The best hope for plugging the security holes are research advances and legislation, including a bill in the U.S. Senate that would limit NSA’s data collection mandate. Sen. Patrick Leahy, D-Vt., chairman of the Senate Judiciary Committee, introduced the legislation aimed at reining in NSA surveillance on July 28, just before Congress left for a five-week recess.
Meanwhile, Harvard University’s Center for Research on Computation & Society has launched a “definitional privacy” initiative that would probe political and ethical issues that extend beyond technical questions. One goal is to develop software-driven big data solutions.
“If successful, this could persuade data hunter-gatherers across law enforcement, public policy, and private commerce to use applied technology to support things like a healthier population–while ensuring things like the U.S. Constitution are still breathing, too,” Cotrope added.

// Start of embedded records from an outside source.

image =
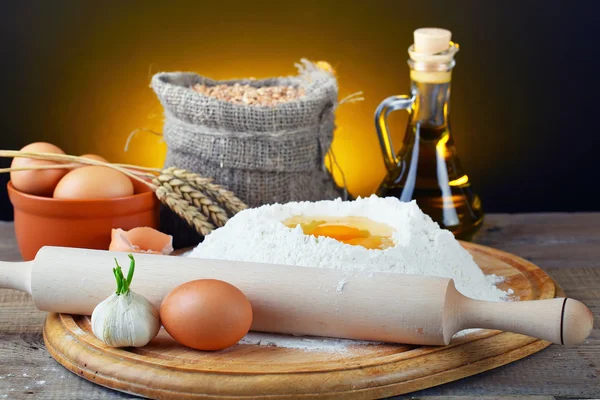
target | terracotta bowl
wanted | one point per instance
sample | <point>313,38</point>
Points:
<point>44,221</point>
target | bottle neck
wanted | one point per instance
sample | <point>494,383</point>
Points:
<point>432,103</point>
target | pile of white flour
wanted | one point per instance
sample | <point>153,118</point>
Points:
<point>420,246</point>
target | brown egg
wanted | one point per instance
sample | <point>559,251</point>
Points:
<point>93,182</point>
<point>206,314</point>
<point>37,182</point>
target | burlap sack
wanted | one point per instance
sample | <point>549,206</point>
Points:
<point>264,154</point>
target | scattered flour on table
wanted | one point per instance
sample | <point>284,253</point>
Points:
<point>332,345</point>
<point>420,247</point>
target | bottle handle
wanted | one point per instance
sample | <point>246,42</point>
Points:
<point>392,103</point>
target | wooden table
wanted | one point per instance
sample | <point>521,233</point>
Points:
<point>567,246</point>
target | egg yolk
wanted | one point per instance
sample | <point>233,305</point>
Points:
<point>356,231</point>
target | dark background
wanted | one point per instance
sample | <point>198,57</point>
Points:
<point>524,97</point>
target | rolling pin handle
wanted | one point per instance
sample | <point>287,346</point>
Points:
<point>560,321</point>
<point>16,275</point>
<point>577,322</point>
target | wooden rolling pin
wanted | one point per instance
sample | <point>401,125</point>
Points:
<point>299,300</point>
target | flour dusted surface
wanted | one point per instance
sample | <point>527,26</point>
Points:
<point>420,246</point>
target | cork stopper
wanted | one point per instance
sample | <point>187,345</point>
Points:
<point>431,40</point>
<point>432,55</point>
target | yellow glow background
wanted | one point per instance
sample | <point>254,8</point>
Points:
<point>96,62</point>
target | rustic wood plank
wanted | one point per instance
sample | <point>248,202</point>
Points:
<point>565,245</point>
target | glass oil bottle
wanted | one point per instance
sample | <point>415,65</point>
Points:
<point>427,168</point>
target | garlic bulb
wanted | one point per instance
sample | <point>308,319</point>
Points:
<point>125,318</point>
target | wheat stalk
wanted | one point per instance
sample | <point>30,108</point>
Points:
<point>186,193</point>
<point>196,197</point>
<point>219,193</point>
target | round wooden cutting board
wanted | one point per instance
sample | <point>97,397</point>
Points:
<point>166,370</point>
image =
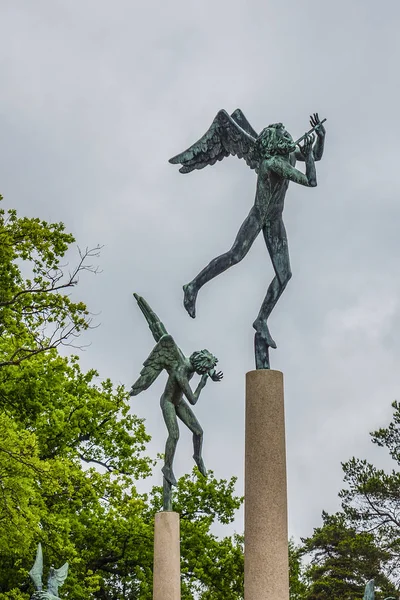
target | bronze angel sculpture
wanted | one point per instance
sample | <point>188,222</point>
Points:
<point>167,356</point>
<point>273,155</point>
<point>55,580</point>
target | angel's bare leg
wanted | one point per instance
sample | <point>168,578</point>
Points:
<point>187,417</point>
<point>276,240</point>
<point>169,414</point>
<point>248,232</point>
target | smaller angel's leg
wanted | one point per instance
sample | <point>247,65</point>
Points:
<point>248,232</point>
<point>169,414</point>
<point>187,417</point>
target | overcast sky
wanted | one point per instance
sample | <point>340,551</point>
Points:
<point>96,96</point>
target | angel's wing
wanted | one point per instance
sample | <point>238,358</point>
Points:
<point>36,572</point>
<point>156,326</point>
<point>56,579</point>
<point>369,593</point>
<point>225,136</point>
<point>165,355</point>
<point>241,120</point>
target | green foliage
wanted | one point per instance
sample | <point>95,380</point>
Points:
<point>297,586</point>
<point>35,313</point>
<point>371,500</point>
<point>71,451</point>
<point>342,561</point>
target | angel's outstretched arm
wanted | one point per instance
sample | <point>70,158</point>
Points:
<point>284,169</point>
<point>187,390</point>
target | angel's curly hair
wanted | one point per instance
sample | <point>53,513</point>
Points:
<point>269,143</point>
<point>203,361</point>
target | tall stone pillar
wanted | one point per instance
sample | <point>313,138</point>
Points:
<point>266,568</point>
<point>167,567</point>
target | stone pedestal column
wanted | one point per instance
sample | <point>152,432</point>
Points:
<point>266,569</point>
<point>167,567</point>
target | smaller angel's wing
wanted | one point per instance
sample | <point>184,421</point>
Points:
<point>224,137</point>
<point>36,573</point>
<point>165,355</point>
<point>156,326</point>
<point>369,593</point>
<point>241,120</point>
<point>57,578</point>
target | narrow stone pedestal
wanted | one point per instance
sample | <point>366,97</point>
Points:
<point>266,569</point>
<point>167,567</point>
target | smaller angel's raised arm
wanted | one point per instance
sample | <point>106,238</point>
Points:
<point>224,137</point>
<point>187,390</point>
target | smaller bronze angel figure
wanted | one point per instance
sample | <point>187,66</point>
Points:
<point>167,356</point>
<point>55,580</point>
<point>272,154</point>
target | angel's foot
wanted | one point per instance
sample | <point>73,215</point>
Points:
<point>189,299</point>
<point>200,465</point>
<point>169,475</point>
<point>262,328</point>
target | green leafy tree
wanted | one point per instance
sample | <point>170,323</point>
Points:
<point>343,561</point>
<point>371,499</point>
<point>71,451</point>
<point>297,584</point>
<point>35,313</point>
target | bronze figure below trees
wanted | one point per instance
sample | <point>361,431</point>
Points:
<point>166,355</point>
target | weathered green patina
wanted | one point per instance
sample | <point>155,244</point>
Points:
<point>55,580</point>
<point>167,356</point>
<point>273,155</point>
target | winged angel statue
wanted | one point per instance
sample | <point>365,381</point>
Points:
<point>167,356</point>
<point>273,155</point>
<point>55,580</point>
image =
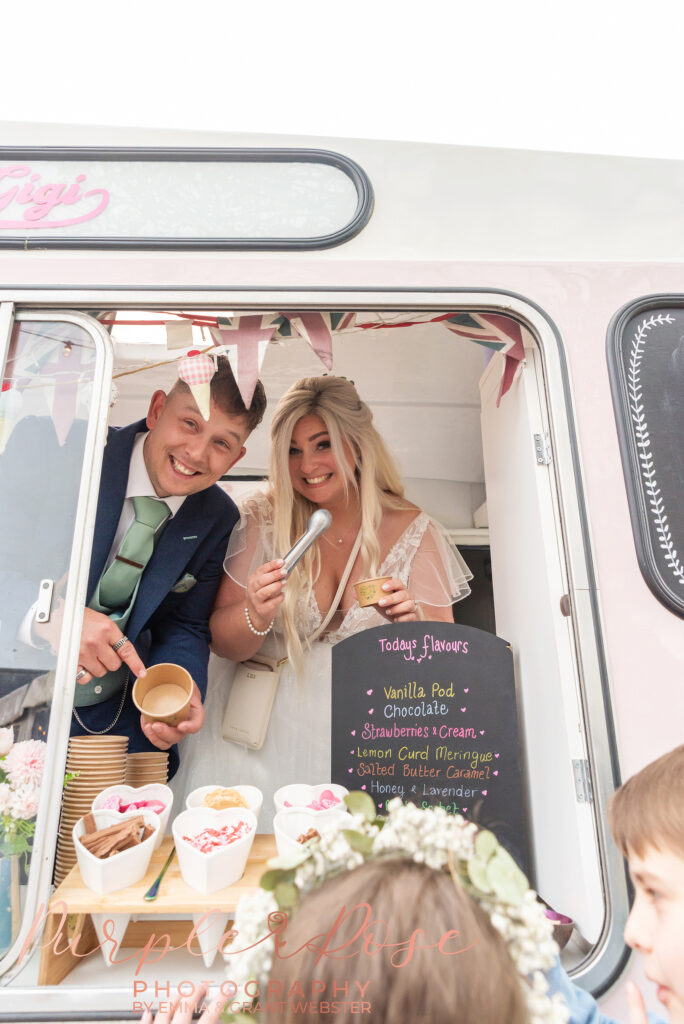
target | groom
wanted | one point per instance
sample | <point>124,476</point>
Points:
<point>161,535</point>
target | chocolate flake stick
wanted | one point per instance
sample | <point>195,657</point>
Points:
<point>112,829</point>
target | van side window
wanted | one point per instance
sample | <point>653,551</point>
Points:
<point>646,366</point>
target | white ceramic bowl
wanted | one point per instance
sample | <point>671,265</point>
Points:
<point>210,871</point>
<point>299,796</point>
<point>110,875</point>
<point>290,823</point>
<point>155,791</point>
<point>251,794</point>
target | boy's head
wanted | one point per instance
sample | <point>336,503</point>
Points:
<point>646,817</point>
<point>185,454</point>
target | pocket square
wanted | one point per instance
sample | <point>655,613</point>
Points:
<point>185,583</point>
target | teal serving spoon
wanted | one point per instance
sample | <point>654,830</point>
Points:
<point>153,892</point>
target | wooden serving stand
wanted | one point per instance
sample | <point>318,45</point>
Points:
<point>80,921</point>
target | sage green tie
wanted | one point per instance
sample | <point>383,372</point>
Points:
<point>119,582</point>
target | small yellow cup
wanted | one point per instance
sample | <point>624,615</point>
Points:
<point>163,694</point>
<point>370,591</point>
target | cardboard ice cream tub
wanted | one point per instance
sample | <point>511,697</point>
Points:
<point>163,694</point>
<point>370,591</point>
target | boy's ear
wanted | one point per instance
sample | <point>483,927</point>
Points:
<point>243,453</point>
<point>157,403</point>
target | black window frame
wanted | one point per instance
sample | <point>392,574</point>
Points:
<point>360,180</point>
<point>652,562</point>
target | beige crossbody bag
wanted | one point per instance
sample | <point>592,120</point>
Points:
<point>255,683</point>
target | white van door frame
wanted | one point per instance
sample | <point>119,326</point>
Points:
<point>608,956</point>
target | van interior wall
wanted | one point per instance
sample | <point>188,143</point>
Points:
<point>421,382</point>
<point>423,385</point>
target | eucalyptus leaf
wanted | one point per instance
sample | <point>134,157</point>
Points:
<point>477,872</point>
<point>486,844</point>
<point>506,879</point>
<point>360,803</point>
<point>269,880</point>
<point>286,894</point>
<point>358,842</point>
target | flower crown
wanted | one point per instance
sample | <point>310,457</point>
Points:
<point>474,858</point>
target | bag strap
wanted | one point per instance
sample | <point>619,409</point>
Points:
<point>340,590</point>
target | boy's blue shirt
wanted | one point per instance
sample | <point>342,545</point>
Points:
<point>584,1008</point>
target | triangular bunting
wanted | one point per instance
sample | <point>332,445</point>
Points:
<point>246,339</point>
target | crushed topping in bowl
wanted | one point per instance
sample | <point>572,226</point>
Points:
<point>213,839</point>
<point>324,803</point>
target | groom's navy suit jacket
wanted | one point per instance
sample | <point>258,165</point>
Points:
<point>165,625</point>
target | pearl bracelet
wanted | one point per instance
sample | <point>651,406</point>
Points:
<point>258,633</point>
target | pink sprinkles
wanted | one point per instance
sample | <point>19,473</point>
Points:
<point>213,839</point>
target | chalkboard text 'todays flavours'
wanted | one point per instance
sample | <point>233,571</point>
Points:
<point>411,651</point>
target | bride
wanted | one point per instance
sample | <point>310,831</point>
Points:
<point>326,453</point>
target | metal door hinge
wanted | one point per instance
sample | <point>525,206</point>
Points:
<point>44,605</point>
<point>543,449</point>
<point>583,782</point>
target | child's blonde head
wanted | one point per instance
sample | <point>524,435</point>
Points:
<point>478,984</point>
<point>648,809</point>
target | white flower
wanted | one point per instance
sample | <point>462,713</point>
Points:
<point>24,802</point>
<point>6,740</point>
<point>5,797</point>
<point>26,762</point>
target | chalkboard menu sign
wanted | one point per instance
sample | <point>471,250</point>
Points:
<point>427,712</point>
<point>646,361</point>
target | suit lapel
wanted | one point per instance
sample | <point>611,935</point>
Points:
<point>175,548</point>
<point>116,464</point>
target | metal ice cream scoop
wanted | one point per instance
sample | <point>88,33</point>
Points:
<point>317,524</point>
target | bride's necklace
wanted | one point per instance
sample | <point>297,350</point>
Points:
<point>338,541</point>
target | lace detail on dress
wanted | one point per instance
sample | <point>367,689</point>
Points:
<point>397,563</point>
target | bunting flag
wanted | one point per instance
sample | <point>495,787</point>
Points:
<point>497,332</point>
<point>178,334</point>
<point>316,329</point>
<point>245,340</point>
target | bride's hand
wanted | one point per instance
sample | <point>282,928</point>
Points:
<point>397,605</point>
<point>265,593</point>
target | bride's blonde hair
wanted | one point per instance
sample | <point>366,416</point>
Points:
<point>374,478</point>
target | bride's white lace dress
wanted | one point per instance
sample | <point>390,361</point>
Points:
<point>298,745</point>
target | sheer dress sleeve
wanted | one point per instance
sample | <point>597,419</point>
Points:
<point>437,573</point>
<point>251,542</point>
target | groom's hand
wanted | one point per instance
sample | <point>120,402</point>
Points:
<point>96,655</point>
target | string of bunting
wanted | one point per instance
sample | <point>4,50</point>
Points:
<point>244,340</point>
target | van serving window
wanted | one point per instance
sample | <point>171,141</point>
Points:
<point>180,199</point>
<point>646,365</point>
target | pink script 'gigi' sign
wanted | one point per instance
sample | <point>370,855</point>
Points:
<point>40,200</point>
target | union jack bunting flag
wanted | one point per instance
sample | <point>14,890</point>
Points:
<point>497,332</point>
<point>245,340</point>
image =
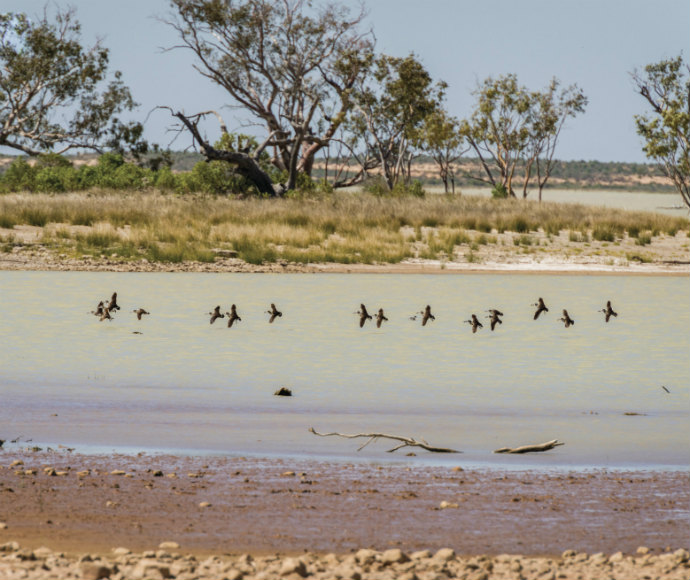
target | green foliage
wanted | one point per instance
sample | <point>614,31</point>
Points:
<point>19,176</point>
<point>666,88</point>
<point>604,233</point>
<point>514,128</point>
<point>643,240</point>
<point>51,84</point>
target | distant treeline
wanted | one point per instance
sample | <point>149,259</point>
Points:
<point>185,172</point>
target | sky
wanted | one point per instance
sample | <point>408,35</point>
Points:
<point>595,44</point>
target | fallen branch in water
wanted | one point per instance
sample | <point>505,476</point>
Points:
<point>405,441</point>
<point>531,448</point>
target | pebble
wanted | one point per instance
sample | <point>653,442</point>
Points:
<point>93,571</point>
<point>169,546</point>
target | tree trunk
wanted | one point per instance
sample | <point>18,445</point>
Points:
<point>246,165</point>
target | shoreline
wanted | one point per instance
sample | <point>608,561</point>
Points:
<point>555,265</point>
<point>213,505</point>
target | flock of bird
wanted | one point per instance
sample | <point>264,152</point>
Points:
<point>105,311</point>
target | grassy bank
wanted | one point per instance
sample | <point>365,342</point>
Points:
<point>341,228</point>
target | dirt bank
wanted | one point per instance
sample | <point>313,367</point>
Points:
<point>215,505</point>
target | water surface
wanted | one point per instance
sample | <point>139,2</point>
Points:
<point>185,385</point>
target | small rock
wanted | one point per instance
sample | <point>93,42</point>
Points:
<point>365,557</point>
<point>233,574</point>
<point>445,555</point>
<point>42,553</point>
<point>394,556</point>
<point>347,572</point>
<point>9,547</point>
<point>293,566</point>
<point>92,571</point>
<point>148,569</point>
<point>169,546</point>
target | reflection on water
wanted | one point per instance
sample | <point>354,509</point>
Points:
<point>184,384</point>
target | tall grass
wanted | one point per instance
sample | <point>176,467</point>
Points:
<point>343,227</point>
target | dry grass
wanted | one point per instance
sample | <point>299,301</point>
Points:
<point>341,228</point>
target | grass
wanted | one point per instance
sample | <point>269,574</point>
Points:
<point>344,227</point>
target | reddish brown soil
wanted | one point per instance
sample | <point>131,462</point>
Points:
<point>286,506</point>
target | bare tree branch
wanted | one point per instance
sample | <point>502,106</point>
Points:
<point>405,441</point>
<point>531,448</point>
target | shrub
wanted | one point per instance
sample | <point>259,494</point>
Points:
<point>19,176</point>
<point>643,239</point>
<point>604,233</point>
<point>499,192</point>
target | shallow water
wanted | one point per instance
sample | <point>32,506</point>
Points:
<point>185,385</point>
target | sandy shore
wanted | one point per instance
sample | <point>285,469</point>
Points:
<point>554,264</point>
<point>280,508</point>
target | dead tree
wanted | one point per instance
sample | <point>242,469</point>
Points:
<point>246,163</point>
<point>405,441</point>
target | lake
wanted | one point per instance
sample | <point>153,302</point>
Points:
<point>184,385</point>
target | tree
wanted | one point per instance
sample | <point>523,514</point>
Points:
<point>550,111</point>
<point>666,88</point>
<point>289,66</point>
<point>391,104</point>
<point>50,96</point>
<point>440,138</point>
<point>498,130</point>
<point>512,127</point>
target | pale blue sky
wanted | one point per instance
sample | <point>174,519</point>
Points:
<point>594,43</point>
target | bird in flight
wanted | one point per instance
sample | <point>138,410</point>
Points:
<point>541,307</point>
<point>474,322</point>
<point>608,311</point>
<point>566,319</point>
<point>232,316</point>
<point>274,312</point>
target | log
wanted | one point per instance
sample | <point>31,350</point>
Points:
<point>531,448</point>
<point>405,441</point>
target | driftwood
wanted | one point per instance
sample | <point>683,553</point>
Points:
<point>531,448</point>
<point>405,441</point>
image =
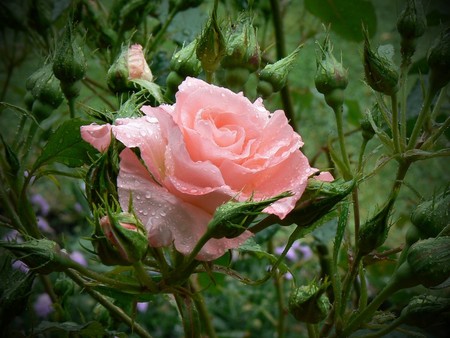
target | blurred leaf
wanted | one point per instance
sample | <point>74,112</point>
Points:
<point>66,146</point>
<point>15,289</point>
<point>90,329</point>
<point>250,246</point>
<point>345,16</point>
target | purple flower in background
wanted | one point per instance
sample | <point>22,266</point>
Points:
<point>41,203</point>
<point>78,257</point>
<point>43,305</point>
<point>296,251</point>
<point>142,306</point>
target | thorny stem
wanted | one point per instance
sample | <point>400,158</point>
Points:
<point>395,131</point>
<point>113,309</point>
<point>420,119</point>
<point>281,53</point>
<point>341,137</point>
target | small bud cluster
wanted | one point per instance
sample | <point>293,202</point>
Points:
<point>69,64</point>
<point>43,92</point>
<point>331,77</point>
<point>379,71</point>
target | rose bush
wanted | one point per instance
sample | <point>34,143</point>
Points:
<point>210,146</point>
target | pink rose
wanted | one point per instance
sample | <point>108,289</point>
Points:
<point>210,146</point>
<point>137,65</point>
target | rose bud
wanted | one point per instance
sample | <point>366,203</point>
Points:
<point>40,255</point>
<point>242,45</point>
<point>411,25</point>
<point>439,61</point>
<point>232,218</point>
<point>69,65</point>
<point>379,71</point>
<point>317,200</point>
<point>211,45</point>
<point>331,77</point>
<point>185,62</point>
<point>126,235</point>
<point>309,303</point>
<point>426,309</point>
<point>429,261</point>
<point>431,217</point>
<point>374,232</point>
<point>130,65</point>
<point>276,74</point>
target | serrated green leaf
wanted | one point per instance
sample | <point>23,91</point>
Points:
<point>19,110</point>
<point>345,16</point>
<point>66,146</point>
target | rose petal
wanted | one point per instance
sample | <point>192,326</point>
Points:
<point>99,136</point>
<point>167,218</point>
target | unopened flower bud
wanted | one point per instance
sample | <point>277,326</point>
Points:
<point>411,25</point>
<point>432,216</point>
<point>317,200</point>
<point>330,74</point>
<point>126,235</point>
<point>46,87</point>
<point>185,62</point>
<point>211,45</point>
<point>424,310</point>
<point>242,45</point>
<point>277,73</point>
<point>69,64</point>
<point>379,71</point>
<point>40,255</point>
<point>130,65</point>
<point>439,61</point>
<point>233,218</point>
<point>309,303</point>
<point>429,261</point>
<point>374,232</point>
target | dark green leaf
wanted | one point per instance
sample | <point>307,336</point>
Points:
<point>11,157</point>
<point>66,146</point>
<point>345,16</point>
<point>88,330</point>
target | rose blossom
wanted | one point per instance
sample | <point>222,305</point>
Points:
<point>210,146</point>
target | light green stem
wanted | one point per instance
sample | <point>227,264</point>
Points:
<point>395,132</point>
<point>340,129</point>
<point>420,120</point>
<point>113,309</point>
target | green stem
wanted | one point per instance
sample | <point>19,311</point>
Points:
<point>312,330</point>
<point>144,278</point>
<point>113,309</point>
<point>395,132</point>
<point>338,110</point>
<point>348,282</point>
<point>420,119</point>
<point>404,68</point>
<point>71,103</point>
<point>205,318</point>
<point>102,278</point>
<point>368,312</point>
<point>281,53</point>
<point>433,138</point>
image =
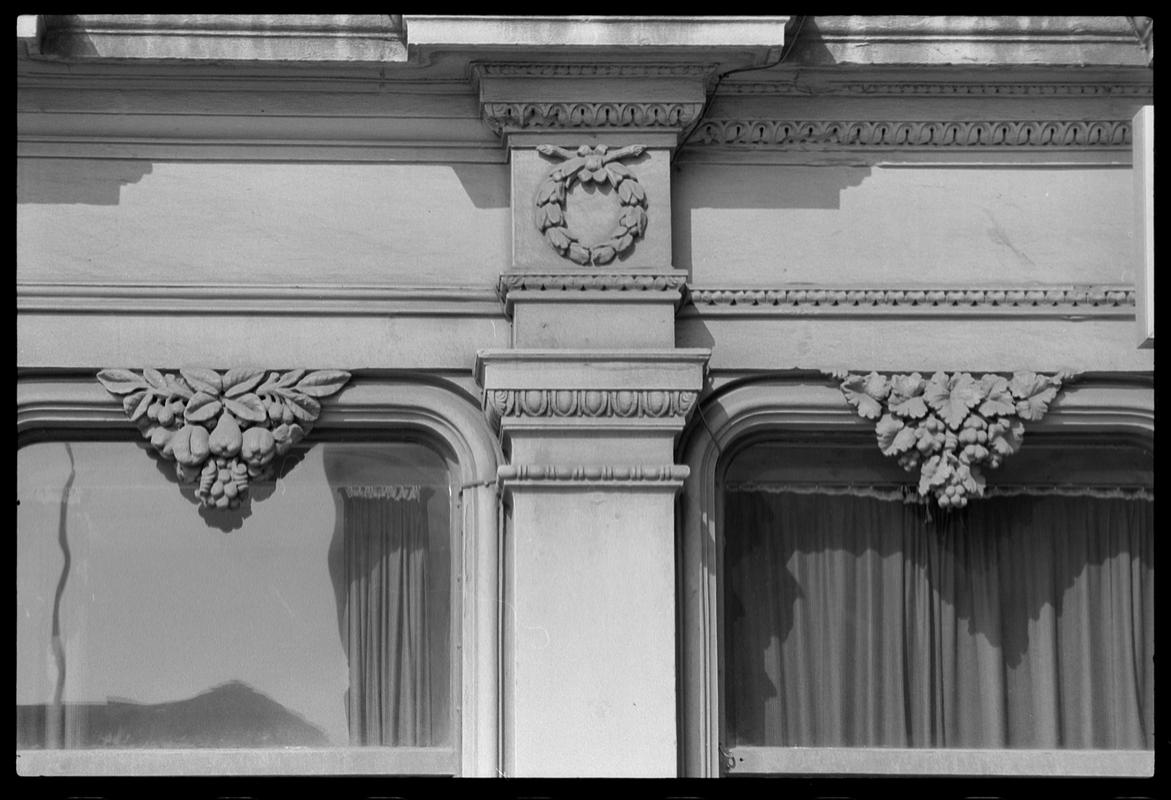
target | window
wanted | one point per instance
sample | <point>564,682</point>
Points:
<point>309,631</point>
<point>861,633</point>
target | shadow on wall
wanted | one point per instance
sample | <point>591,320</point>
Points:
<point>76,180</point>
<point>486,184</point>
<point>753,186</point>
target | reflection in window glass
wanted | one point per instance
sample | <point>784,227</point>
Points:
<point>321,620</point>
<point>854,620</point>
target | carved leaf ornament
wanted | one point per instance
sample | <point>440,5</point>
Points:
<point>223,430</point>
<point>589,165</point>
<point>951,426</point>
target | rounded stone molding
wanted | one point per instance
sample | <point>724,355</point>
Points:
<point>1097,404</point>
<point>624,403</point>
<point>50,407</point>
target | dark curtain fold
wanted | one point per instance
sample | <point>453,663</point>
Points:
<point>385,617</point>
<point>1018,622</point>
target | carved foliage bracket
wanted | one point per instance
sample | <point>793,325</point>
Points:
<point>586,165</point>
<point>223,429</point>
<point>951,426</point>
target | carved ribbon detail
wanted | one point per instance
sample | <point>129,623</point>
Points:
<point>223,429</point>
<point>589,165</point>
<point>950,426</point>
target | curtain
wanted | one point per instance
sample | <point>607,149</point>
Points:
<point>1018,622</point>
<point>385,615</point>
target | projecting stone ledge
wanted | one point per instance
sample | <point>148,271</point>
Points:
<point>300,38</point>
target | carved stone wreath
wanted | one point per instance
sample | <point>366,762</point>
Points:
<point>950,426</point>
<point>223,430</point>
<point>589,165</point>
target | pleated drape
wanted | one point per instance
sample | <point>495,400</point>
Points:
<point>385,617</point>
<point>1017,622</point>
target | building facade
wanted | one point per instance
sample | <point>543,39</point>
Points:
<point>563,396</point>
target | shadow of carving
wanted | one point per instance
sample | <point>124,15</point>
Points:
<point>75,180</point>
<point>485,184</point>
<point>232,715</point>
<point>699,185</point>
<point>880,569</point>
<point>232,519</point>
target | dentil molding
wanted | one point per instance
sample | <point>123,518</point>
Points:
<point>1065,301</point>
<point>930,135</point>
<point>562,477</point>
<point>583,281</point>
<point>519,116</point>
<point>936,89</point>
<point>951,426</point>
<point>223,430</point>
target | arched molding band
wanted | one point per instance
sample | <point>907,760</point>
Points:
<point>1093,405</point>
<point>48,407</point>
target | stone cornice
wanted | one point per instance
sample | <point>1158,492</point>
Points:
<point>918,88</point>
<point>519,116</point>
<point>254,300</point>
<point>590,477</point>
<point>589,284</point>
<point>293,38</point>
<point>925,135</point>
<point>603,69</point>
<point>985,301</point>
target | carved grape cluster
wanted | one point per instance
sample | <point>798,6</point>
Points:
<point>951,425</point>
<point>223,431</point>
<point>590,165</point>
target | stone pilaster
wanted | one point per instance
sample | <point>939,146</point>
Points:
<point>588,403</point>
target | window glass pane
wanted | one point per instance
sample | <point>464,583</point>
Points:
<point>1022,621</point>
<point>321,619</point>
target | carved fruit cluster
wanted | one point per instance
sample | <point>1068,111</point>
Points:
<point>589,165</point>
<point>950,426</point>
<point>223,430</point>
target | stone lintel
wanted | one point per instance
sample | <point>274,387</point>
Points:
<point>636,369</point>
<point>593,310</point>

Much of the concern focuses on NSA programs exposed by former agency contractor Edward Snowden, particularly the agency’s PRISM program that reportedly focuses on obtaining direct access to most U.S. electronic communications and credit card transactions. The extension of these eavesdropping programs to smartphones and other mobile devices threatens to have a “chilling effort on the big data market, and many industries that rely on big data,” Frost & Sullivan warned.
The stakes are high for the estimated $25 billion global market for big data. Frost & Sullivan forecast that the big data market would grow by 12.7 percent compound annual rate through 2017, with revenues surging from about $28 billion in 2014 to about $40 billion by 2017.
The market researcher said key drivers of the big data market include mobile, retail and location analytics, social media and site analytics, marketing and sales data along with business process and strategic analytics.
While NSA claims to be interested in collecting metadata, it has been working with its U.K. counterpart, according to Frost & Sullivan, on techniques that could be used to crack Secure Socket Layer encryption used to protect web-based communications and transactions.
Along with targeting content encryption, the market research reported that NSA is also probing for weaknesses in the Advanced Encryption Standard, and encryption algorithm used to secure sensitive by unclassified government information.